Но нравы действительно смягчаются. И если отсчитывать от какой-нибудь Дании, то мы, конечно, по дороге в Узбекистан. Но если отсчитывать от наших же стандартов, то надо признать, что «меняется времен суровость, теряют новизну слова». Мягчает. И вот я перед вами, это в Интернете. И все равно хорошо, потому что показывают ведь. Могли бы «бритвой по глазам», как сказано в анекдоте про дедушку Ленина, кстати. Это, конечно, какие-то новые. Думаю и даже почти уверен, что если смотреть с большой исторической дистанции, то дело их тухлое, потому что обратно в Корею не хотят даже они. Выбора нет. Просто вырвать розетку из стены и сделать здесь Корею технически можно, ерунда, но те кто сейчас. Хотя после серых приходят черные, как предупреждали Стругацкие. Но тем не менее, думаю, что они этого не хотят сами. Это не значит, что этого не будет, потому что матушка история иногда закладывает довольно лихие повороты. Но стратегически их игра, конечно же, проиграна, потому что воздух свободы. Он существует. И количество людей в России, которые хотят дышать этим воздух все-таки идет уже на миллионы. Читателей «Евгения Онегина» было 3 тысячи человек. Когда мы говорим, что Пушкина читала вся Россия, то надо понимать, что вся «читающая» Россия. 3-5 тысяч, это лотмановские числа. Аверченко, Дорошевич – 50-100 тысяч. Конечно, стратегически их игра проиграна. Да, цензура существует. И она никуда не денется. Они будут стараться. Но видите, что даже они пытаются балансировать, пытаются «между струйками». У них получается фигово.

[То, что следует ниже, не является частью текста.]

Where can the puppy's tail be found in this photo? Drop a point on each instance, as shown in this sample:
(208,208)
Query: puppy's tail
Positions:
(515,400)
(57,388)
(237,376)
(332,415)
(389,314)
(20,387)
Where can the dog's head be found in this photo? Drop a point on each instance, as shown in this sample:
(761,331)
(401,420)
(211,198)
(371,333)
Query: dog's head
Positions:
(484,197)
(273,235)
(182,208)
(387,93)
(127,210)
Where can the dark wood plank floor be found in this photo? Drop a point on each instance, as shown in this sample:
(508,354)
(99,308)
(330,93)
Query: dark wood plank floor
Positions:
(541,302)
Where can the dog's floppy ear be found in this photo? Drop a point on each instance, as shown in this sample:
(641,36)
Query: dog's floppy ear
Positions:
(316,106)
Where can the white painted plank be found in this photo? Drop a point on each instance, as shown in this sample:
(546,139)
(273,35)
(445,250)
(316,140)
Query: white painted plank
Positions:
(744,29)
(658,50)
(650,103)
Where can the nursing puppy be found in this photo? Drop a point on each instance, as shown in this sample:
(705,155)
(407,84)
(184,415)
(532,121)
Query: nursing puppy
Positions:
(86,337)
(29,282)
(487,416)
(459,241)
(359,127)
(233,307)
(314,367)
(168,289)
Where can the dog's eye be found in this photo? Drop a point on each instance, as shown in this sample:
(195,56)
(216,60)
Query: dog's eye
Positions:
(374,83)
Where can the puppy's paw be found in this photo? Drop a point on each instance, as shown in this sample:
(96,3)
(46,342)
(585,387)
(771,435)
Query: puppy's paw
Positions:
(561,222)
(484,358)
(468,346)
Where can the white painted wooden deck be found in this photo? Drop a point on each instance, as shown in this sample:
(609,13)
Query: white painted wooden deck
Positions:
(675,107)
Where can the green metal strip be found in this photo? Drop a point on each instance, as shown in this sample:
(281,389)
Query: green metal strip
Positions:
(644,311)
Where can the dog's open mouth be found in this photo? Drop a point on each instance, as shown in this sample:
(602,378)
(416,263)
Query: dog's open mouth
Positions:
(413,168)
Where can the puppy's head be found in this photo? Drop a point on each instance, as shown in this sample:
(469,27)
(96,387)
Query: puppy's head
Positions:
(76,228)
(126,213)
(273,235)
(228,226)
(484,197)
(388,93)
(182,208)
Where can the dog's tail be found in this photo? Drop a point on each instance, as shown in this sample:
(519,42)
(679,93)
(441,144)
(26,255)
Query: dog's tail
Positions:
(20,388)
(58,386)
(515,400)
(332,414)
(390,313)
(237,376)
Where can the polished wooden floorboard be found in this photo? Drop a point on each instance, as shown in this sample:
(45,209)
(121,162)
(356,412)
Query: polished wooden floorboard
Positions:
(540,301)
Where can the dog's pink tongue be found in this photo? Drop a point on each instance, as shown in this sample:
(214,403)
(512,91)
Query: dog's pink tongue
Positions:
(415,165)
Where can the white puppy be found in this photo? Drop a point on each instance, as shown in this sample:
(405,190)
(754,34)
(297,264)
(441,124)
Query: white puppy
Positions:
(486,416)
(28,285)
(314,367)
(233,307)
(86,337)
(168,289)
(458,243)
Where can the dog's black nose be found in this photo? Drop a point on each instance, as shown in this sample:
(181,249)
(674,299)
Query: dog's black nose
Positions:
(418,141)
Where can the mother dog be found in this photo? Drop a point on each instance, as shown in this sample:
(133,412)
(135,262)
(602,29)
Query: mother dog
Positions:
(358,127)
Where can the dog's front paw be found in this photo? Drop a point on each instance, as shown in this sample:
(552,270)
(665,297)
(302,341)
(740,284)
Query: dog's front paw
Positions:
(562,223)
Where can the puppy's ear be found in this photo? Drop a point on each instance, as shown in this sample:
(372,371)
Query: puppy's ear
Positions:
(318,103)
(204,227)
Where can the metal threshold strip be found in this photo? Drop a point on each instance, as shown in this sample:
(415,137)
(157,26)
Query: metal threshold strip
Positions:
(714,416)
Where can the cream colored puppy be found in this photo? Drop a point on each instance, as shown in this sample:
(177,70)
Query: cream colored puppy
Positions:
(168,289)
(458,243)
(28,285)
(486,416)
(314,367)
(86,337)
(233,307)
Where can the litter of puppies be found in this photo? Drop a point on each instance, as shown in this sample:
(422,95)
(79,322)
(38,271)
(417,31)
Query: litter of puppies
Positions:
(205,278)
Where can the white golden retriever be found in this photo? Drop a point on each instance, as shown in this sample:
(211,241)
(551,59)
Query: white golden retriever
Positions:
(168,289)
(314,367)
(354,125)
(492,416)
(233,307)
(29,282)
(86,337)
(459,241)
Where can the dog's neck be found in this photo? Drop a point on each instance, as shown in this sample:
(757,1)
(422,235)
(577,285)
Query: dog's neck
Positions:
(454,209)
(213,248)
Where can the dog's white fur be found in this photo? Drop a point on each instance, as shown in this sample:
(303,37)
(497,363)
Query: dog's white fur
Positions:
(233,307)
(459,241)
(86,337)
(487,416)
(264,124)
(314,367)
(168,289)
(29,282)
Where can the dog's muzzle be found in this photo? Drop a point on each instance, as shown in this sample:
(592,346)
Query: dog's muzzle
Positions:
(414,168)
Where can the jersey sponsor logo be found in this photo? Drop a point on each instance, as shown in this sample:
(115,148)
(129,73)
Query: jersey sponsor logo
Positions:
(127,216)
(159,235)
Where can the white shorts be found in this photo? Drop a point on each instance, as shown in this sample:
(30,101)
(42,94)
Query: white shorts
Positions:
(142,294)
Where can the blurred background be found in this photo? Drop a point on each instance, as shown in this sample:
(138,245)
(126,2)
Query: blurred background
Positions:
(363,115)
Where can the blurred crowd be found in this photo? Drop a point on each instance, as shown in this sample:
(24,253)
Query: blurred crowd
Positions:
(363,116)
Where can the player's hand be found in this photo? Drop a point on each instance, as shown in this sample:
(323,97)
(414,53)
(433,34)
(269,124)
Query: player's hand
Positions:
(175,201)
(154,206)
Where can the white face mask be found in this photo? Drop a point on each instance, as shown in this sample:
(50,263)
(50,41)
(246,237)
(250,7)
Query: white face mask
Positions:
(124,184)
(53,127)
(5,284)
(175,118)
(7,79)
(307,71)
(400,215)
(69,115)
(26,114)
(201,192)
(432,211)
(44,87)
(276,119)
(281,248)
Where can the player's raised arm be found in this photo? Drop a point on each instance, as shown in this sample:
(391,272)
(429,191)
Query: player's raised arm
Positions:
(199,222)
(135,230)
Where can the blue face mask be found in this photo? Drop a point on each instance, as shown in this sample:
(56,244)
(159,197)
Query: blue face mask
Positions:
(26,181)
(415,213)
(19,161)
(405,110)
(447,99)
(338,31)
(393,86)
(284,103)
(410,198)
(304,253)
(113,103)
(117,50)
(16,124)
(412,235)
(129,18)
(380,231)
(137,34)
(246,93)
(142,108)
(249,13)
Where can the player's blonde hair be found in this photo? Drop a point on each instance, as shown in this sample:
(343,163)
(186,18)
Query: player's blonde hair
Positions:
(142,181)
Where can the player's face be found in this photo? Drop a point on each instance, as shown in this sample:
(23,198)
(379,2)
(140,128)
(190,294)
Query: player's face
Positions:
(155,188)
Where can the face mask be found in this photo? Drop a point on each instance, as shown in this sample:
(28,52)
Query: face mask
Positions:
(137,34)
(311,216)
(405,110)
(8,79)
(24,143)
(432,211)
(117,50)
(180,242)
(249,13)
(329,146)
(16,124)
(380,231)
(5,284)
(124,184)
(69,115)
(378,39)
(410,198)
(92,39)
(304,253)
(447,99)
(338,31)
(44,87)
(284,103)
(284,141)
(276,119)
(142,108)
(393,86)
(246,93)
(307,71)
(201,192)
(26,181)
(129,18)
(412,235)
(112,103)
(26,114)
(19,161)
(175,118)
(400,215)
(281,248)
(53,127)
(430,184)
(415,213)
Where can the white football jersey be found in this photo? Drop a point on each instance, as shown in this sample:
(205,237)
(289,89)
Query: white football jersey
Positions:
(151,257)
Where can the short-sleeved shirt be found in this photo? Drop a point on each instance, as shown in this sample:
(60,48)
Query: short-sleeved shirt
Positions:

Что касается темы «оттепели» и свободы. Последние несколько минут я, пожалуй, посвящу этому. Мы научились эзоповому языку и в царской России, и в советское время. И блестяще работали в этой традиции. Но все-таки высшее достижение русской литературы, советской, поздней, связано не с оттепельными писателями, а с теми, с настоящими «буйными» по Высоцкому. С теми, кто оторвался и не договаривался. С Высоцким, с Бродским, с Венедиктом Ерофеевым. С теми, кто писал, вообще не оглядываясь на возможность печати. Как Хармс, который даже не перепечатывал свои тексты. С 28-го года не перепечатывал ни одного своего текста. Когда спустя 70 лет пришло время собирать его рукописи, выяснилось, что это все на обрывках квитанций и так далее. «Но печать пустяки, все будет в печати», - Николай Васильевич Гоголь.